Einde inhoudsopgave
Uitleveringswet
Artikel 40 [Aanhouding van de uit te leveren persoon]
Geldend
Geldend vanaf 01-10-2000
- Bronpublicatie:
11-05-2000, Stb. 2000, 205 (uitgifte: 23-05-2000, kamerstukken: 26697)
- Inwerkingtreding
01-10-2000
- Bronpublicatie inwerkingtreding:
13-06-2000, Stb. 2000, 272 (uitgifte: 01-01-2000, kamerstukken/regelingnummer: -)
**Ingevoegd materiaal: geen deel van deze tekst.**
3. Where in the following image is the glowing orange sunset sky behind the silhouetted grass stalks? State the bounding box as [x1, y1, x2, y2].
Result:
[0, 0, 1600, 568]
- Overige regelgevende instantie(s)
Ministerie van Buitenlandse Zaken
- Vakgebied(en)
Internationaal strafrecht / Uitlevering en overlevering
1.
Indien zulks voor de toepassing van artikel 39, eerste of derde lid, noodzakelijk is, wordt de opgeëiste persoon op bevel van de daartoe door Onze Minister aangeschreven officier van justitie aangehouden voor ten hoogste drie dagen. Indien de uitlevering niet binnen de termijn van drie dagen heeft kunnen plaatsvinden, kan het bevel tot aanhouding door de officier van justitie eenmaal voor ten hoogste drie dagen worden verlengd.
2.
Na verlenging van de in het eerste lid bedoelde termijn door de officier van justitie, kan deze uitsluitend op vordering van de officier van justitie door de rechtbank worden verlengd. Artikel 38, eerste en tweede lid, is van overeenkomstige toepassing.
3.
Een verlenging als bedoeld in het tweede lid kan alleen geschieden wanneer de uitlevering door bijzondere omstandigheden niet binnen de termijn van 6 dagen heeft kunnen plaatshebben.